The incident has created a public outcry in New Zealand, with Prime Minister John Key saying his “preference” was for the alleged accused to be tried under NZ law.


Rizalman, who is a career soldier would be dealt under the provisions of the Armed Forces Act (1972). The ATM Inspector General is expected to conduct their own investigation and sort the matter, under laws governing members of His Majesty’s Armed Forces personnel.

In his media conference Malaysian Foreign Malaysia Dato’ Seri Anifah Aman stated that New Zealand offered the diplomat to be brought back to Malaysia, and be dealt with by Malaysian authorities.

This matter was brought into discussion between the Malaysian Foreign Minister Dato’ Seri Anifah Aman and New Zealand Foreign Minister Murray McCully. The two members of the Commonwealth share common laws for criminal and conduct under military establishments.

New Zealand Foreign Minister Murray McCully’s statement after consulting his Malaysian counterpart Dato’ Seri Anifah Aman:

Murray McCully1 JULY, 2014

McCully receives Malaysian assurances

Foreign Affairs Minister Murray McCully has tonight spoken to Malaysian Foreign Minister Anifah to clarify any misunderstanding relating to the diplomat who was accused of an attack on a woman and the circumstance involving his return home.

“The Malaysian Foreign Minister is absolutely committed to the alleged offender facing a proper judicial process,” Mr McCully says.

“The individual concerned is a military person and the Malaysian Chief of Defence Force has established a Board of Inquiry process.

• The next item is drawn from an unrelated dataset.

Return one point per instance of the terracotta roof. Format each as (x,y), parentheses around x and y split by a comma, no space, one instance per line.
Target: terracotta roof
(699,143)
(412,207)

Minister Anifah assured me that any material provided by New Zealand Police will be placed before the Board of Inquiry.

“The Minister made it clear that he would not allow the actions of one individual to tarnish the reputations of all Malaysian diplomats.

“It is clear to me from my conversation with Minister Anifah that his Government’s decision to decline New Zealand’s request for immunity to be lifted was driven by his Chief of Defence’s desire to put in place a robust judicial process to deal with this matter and his officials’ belief that this would be an outcome acceptable to New Zealand.

“The Ministry of Foreign Affairs and Trade has this evening provided me with the correspondence between New Zealand and Malaysian officials on this matter. While the formal request is absolutely unambiguous in seeking the lifting of immunity, it is now clear to me that officials engaged in informal communications over what is a complex case, in a manner that would have been ambiguous to the Malaysian Government.

“Due to the nature of the proceedings that lie ahead, I am unable to be more forthcoming on the matter at this stage. However, I can say that the Malaysian side have acted entirely in good faith.

“I have emphasised to my Malaysian counterpart the New Zealand Government’s commitment to justice for the victim in this case, and my colleague assures me that the Malaysian Government shares this view,” Mr McCully says.


This is a demonstration of very good understanding, trust and diplomatic relationship between the two Commonwealth cousins.